Optimal distribution must always be aware of the areas where there is a team uncertainty, among with possible considerable negative consequences.After identifying these blockages its access must be able to locate this under project jeopardy which is the outcome of events, probabilities and consequences, to avoid these risk is to have a complex goals in your project. Understanding the risk we can choose which risk are acceptable means they can have a benefits from this risk or simply solve immediately for it will have affect on the estimated schedule of the project. Proper explanation objectives and high level dedication to these goals with its team and stakeholders, their support to this project will be of assistance in assuring its success.

The project plan allocates numerous members of the company as well as its sub offices employees as long as those people are knowledgeable in the procedure at any given point. It is an archival role in helping others to understand the project. Just assure there is room for the improving to be able to accomplish more. The process is to be able to help the organization, its employee and most especially giving a better service to the clients. Its optimal portfolio had formed great waves in the industry.It was acknowledged with a wide thought from a numerous giant industry and with the public consumers; they will be the one to continue stiff focus on the quality of its products, service of its channel and its support that distinguish or the later business.
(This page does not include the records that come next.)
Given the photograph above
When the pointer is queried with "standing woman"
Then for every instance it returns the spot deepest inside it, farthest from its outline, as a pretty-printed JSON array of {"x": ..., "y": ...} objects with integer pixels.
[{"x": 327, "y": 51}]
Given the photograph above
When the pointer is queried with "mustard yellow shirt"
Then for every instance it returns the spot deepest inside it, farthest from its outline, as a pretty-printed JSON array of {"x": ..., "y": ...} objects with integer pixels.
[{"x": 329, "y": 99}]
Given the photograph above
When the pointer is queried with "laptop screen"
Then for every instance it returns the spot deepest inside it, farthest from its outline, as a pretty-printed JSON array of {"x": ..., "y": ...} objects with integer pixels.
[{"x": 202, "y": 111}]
Its success deals globally, so the firm will have to look for a partner that will give them new opportunities by being competent in its market through reaching efficiency in terms of its service.

The main goal of their merger is for further innovation of their products. Though with in terms of their channels product will continue to circulate in their local market and it will maintain to progress according to its original markets. For all products have its own designated route and the companies will continue to follow this system. To lower their cost of capital by tapping international sources, portfolio investors must have a rationale for holding foreign securities in their portfolio.The genesis of such a rationale sprang from domestic portfolio theory as developed by Markowitz and refined by Sharpe and Linter in the early 1960s.

If capital market is partially segmented, investors cannot gain the full benefit from international portfolio diversification, and firms cannot fully lower their cost of capital be selling their securities to foreign investors. A national capital market can be segmented because of government interference and or because of investor perception.